この生活には最後のさよならがない。いつも、またどこかで、と言って別れる。そして実際にまた出会う。だから、死んだ息子にも出会える気がする、というセリフ。素晴らしかった。
また詩の中で夏が生き続ける。という言葉。作品の中で老けずに、永遠に輝き続けるという言葉。自分の小説もそう思って書けばいいのだ。書いているときの想像力が全然足りてないじゃないかと思えた。これは大きい。言葉遊びではなくて、想像を先にすること。こまかく頭の中に描くこと。それが大事なのだ。言葉はその後についてくる。人と風景を作品の中に閉じ込めるように書く。
車中泊生活中に見られたのはボーナスだ。

自動販売機で麦茶を買おうと財布から小銭を取り出すときに指の隙間から100円玉が滑り落ちた。ちゃりんと地面に落ちた音は聞こえたのだけど姿を見失ってしまい、下を向いてきょろきょろしていたら、気がつけば小さな子供を抱えた女性が隣に立っている。なにか言っている。僕は奥田民生が流れる耳のイヤフォンを外した。
「すっごいあっちの方に転がっていきましたよ」
と女性の声が聞こえた。右の、食堂のようなスペースの方を指している。そちらでは、割烹着姿のおばちゃんが、腰をかがめて下を見ながらうろうしている。ああ、多分ぼくの小銭を探してくれてるんだなと思った。
「あ、そうですか」
と僕は女性に言って、そちらに歩いた。5秒後、「ありがとうございましたって言えばよかった」と思ったのだけどもう僕数メートル歩いてしまっていて、機会を逃した。女性はこちらを見ていた。割烹着姿のおばちゃんはすぐそこにいて、他の従業員にも「ころころ〜って、こっちの方に来たんだけどなあ」と説明してくれている。僕を含めて四人で地面を凝視するけど見つからない。一人は棚を動かしてくれた。

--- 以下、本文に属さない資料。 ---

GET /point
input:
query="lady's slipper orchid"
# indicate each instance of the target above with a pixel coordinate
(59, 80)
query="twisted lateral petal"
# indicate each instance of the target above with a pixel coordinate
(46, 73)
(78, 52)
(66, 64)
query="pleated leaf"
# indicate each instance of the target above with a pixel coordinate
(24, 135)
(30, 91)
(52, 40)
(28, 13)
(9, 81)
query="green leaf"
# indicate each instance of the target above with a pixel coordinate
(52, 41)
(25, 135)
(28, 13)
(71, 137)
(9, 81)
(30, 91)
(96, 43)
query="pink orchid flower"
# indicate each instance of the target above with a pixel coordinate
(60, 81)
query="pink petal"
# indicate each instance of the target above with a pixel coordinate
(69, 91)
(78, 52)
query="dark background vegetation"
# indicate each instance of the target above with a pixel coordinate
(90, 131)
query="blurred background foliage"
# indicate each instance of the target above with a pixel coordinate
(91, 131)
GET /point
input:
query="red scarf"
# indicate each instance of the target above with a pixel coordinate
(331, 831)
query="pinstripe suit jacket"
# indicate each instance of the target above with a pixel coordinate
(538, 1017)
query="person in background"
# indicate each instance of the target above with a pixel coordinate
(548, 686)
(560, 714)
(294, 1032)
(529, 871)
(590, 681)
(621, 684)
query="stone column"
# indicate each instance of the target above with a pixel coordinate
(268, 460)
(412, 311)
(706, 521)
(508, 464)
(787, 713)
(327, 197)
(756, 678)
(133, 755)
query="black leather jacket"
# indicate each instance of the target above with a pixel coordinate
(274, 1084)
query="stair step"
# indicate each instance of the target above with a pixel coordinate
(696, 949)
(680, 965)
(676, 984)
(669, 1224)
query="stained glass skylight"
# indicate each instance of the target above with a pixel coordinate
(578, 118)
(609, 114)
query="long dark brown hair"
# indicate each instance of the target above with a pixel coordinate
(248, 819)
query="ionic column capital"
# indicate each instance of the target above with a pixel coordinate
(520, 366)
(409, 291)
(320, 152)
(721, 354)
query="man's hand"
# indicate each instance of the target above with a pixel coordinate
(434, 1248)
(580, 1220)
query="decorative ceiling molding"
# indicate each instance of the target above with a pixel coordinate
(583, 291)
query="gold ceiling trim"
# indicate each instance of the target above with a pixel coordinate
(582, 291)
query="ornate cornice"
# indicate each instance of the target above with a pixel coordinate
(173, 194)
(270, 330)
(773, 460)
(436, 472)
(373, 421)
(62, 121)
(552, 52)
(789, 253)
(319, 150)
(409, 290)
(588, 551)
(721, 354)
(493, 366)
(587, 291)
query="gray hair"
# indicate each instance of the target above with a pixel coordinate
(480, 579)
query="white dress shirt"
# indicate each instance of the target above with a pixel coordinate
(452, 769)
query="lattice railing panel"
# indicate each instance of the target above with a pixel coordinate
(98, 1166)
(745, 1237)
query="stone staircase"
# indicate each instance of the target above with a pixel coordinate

「ありがとうございます。見つからないので大丈夫です。」
と僕は三人にお礼を言った。
「五百円とか?」
とひとりのおばちゃんが笑いながら言う。
「いや、百円です」
「百円かあ」
「でも大丈夫です。ありがとうございました」
と言って僕はその場を去った。あの百円が見つかるのはいつになるんだろうかと考えている。もう今頃すでに誰かが見つけて拾っているか、年末の大掃除の時とか、それかこの道の駅が潰れて解体されるときに、業者が見つけるか。

車で何時間も走って三重県鈴鹿市の満喫の駐車場に止めて目の前の温泉に入って、いまかつやにいるが、体がまだこの街に受け入れられてない気がする。まだ魂がここに来てないというか。あるいは体のほうが受け入れてないというか。なんとなく居心地が悪い。街の通行人や店員の知らない人が、ものすごく知らない人のような感じがする。移住を生活するの中で敷地を借りて店に入ルノと全然、受け入れられてる感じが違う。この感覚は車ならではかもしれない。